Like J.J. Abrams with “Star Wars: The Force Awakens,” Jon Favreau re-imagined “The Jungle Book” from both a child and adult perspective. “You’re trying to honor the emotional memory, the perceived memory of people who grew up with this stuff,” he recently explained at Hollywood’s El Capitan, where he showed footage and did a brief tech talk with Oscar-winning VFX supervisor Rob Legato (“Hugo,” “Titanic”).
“But you’re also trying to make a movie that appeals to the full audience. That’s really what Disney set out to do. I stuck with the ’67 story structure but focused on images that I remembered before watching it again.”
There’s also the iconic familiarity of the music. (“The Bare Necessities” and “Trust in Me” are included, and longtime Disney songwriter and composer Richard Sherman served as consultant.) “There’s a trick I learned on ‘Iron Man’: it’s not necessarily what’s in the material that’s most important — it’s what you remember. And I find that everyone has a collective memory that’s very similar.”
Usually, this high level of tech and artistry is reserved for big action spectacles, but Favreau said “The Jungle Book” was “a unique opportunity to use it for humor and emotion and showing nature and showing animals. And getting into that real deep, mythic imagery that, I think, always marries well with technology.”

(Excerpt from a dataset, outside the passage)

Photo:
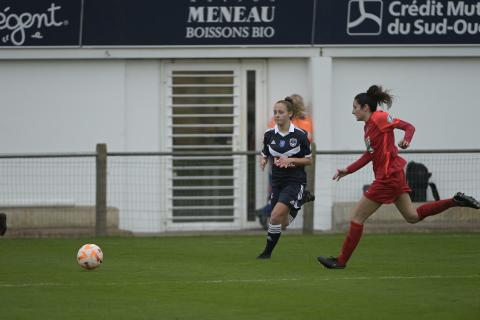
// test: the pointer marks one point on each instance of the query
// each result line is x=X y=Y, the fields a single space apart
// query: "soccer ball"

Taking his photoreal cue from “Gravity,” Favreau went for a combination of performance capture and CG animation, with newcomer Neel Sethi as the only live actor, playing Mowgli. “The two biggest challenges were how to seamlessly integrate the live-action boy and believably get the animals to talk. We looked at animal behavior online for reference and would sometimes exaggerate the environment or scale for effect. Dogs or wolves are very expressive with eyebrows but not with their mouths; cats don’t use their eyebrows; bears use their lips and eyebrows. Each animal provided a different set of tools to use.”
Favreau added that he treated elephants more like Kipling, as “elevated, God-like figures that created the jungle.”
MPC did the vast majority of shots while Weta Digital handled King Louie and the other apes — not surprising, given its “King Kong” and “Planet of the Apes” pedigree.
Legato was thrilled to use the best that virtual production has to offer with some new lighting and rendering tools to make a simple and beautiful story. “It’s exciting for me because it bodes well for the future to create anything and not reserved just for movies that are larger than life about superheroes and destruction. After ‘The Revenant,’ I think we will be good public relations for bears.”